What Do You Do First?
There’s a lot to be done at MD Anderson. Making a problem list for this newly freed patient (the cancer center) doesn’t take the best resident in the class.
First, there’s the money. How does one guarantee a positive revenue stream in a large, academic cancer center in 2017? With over 20,000 employees and millions of square feet of air conditioned space, the fixed costs are staggering and the revenue stream is always variable depending on both patient volume and reimbursement per unit of work. That’s a knotty problem to approach in any business. In specialized academic health care, it’s doubly challenging when grant revenue is falling and the overhead on grants doesn’t really bear the actual cost to the institution of doing the research. From a financial point of view, education is a loss leader and so, largely, is prevention.
Then there is the question of strategy. MD Anderson has moved from a niche market, product differentiation strategy in the 1980’s, doing the specialized cancer care of Texas, to a necessary broad market low cost leader strategy because the paying agencies have curtailed reimbursement. How does a super-specialized place for care delivery survive when competing with lower cost rivals that do not have the burden of research and educational missions? That’s also a tough one.
Let’s add faculty and employee morale at an all-time low. Well, not really. It’s better than it was under the last administration and Hicks and Hahn have done a great deal to improve morale, but as ad interim leaders, they can do just so much. The new, permanent leader will have to build upon the good will engendered by the temp help and that will also be a tall order.
If you add in the problems of ameliorating a top-down governance system, restoring confidence in the ethics of the leadership, eliminating the ludicrous drive to base the future financial stability of MD Anderson on the profits from commercialization of research, and the greatest challenge of all, that of cancer itself, Dr. Pisters’ challenges are broad and deep.
But what do you do first?
Number one will be to emphasize the critical nature of the shared governance structure to make sure that everyone has a stake and a say in how MD Anderson moves forward.
Number two is to restore patient care to its rightful place as the primary activity of MD Anderson. That means rewarding people who do it well. It means making sure patients’ phone calls are answered by a real person 24/7, and it means increasing the efficiency with which patients are cared for in the clinics. It will mean better outreach to referring physicians. A greater consideration of the cancer problem as it applies to the Houston community—particularly cancer prevention and screening–is also in order.

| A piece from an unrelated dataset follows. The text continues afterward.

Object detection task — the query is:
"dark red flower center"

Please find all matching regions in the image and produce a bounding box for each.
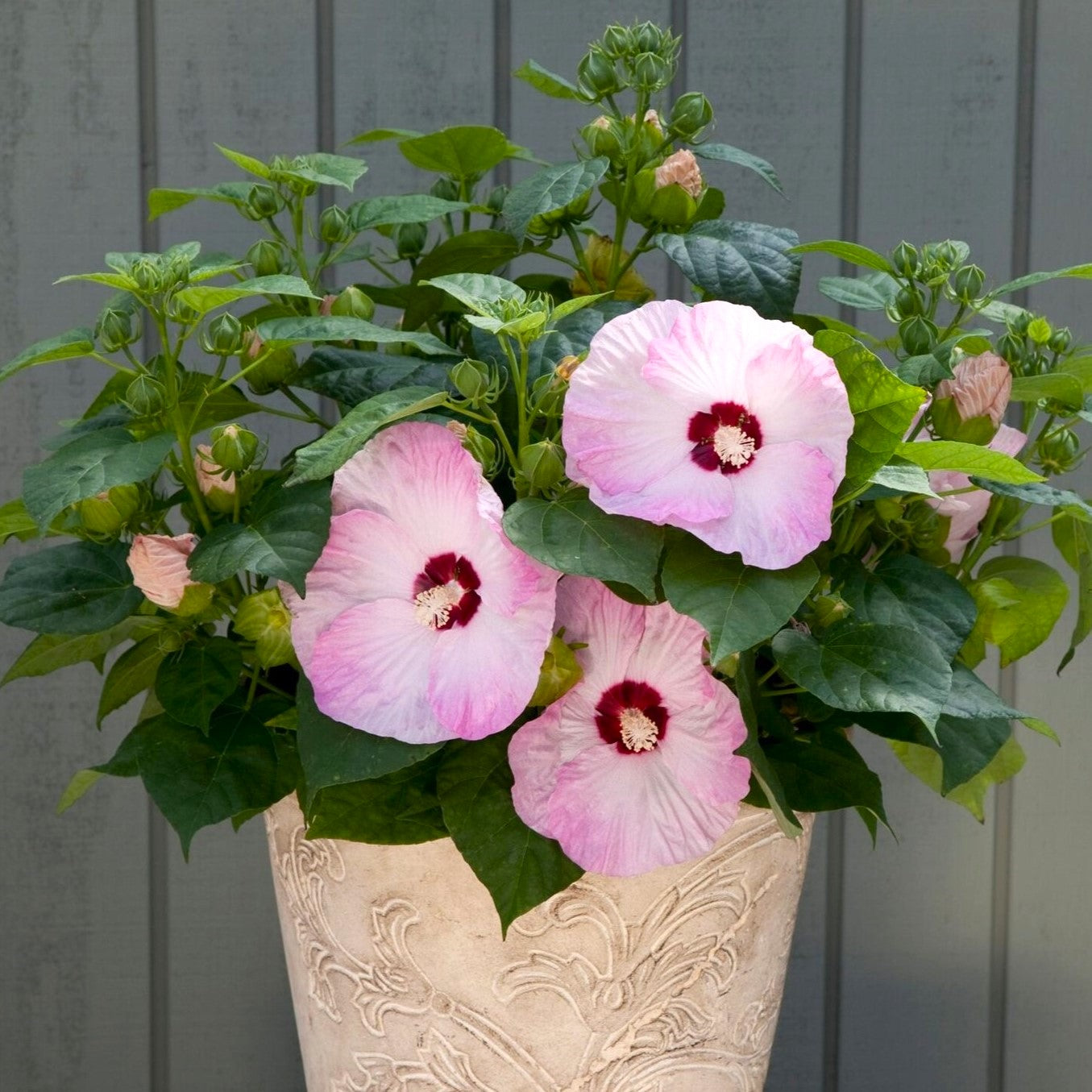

Number three, what is the strategy? Will MD Anderson continue to see every single cancer patient that wishes to be seen there or will there be some prioritization for those patients who the institution can uniquely help or who qualify for a research protocol? There’s no right answer to that one, except not answering it clearly is the wrong answer.
Finally, the new leadership, and there needs to be a lot of new leadership, needs to articulate the plan and behave accordingly. Talk the talk and walk the walk. That means no grandiosity and no fancy couches.
I am sure you can think of many other problems I have forgotten. Communicate your thoughts to your faculty and staff leaders. The one thing I am sure of is that one person cannot do it all and that MD Anderson will do best when the entirety of the faculty and staff is engaged in solving its problems.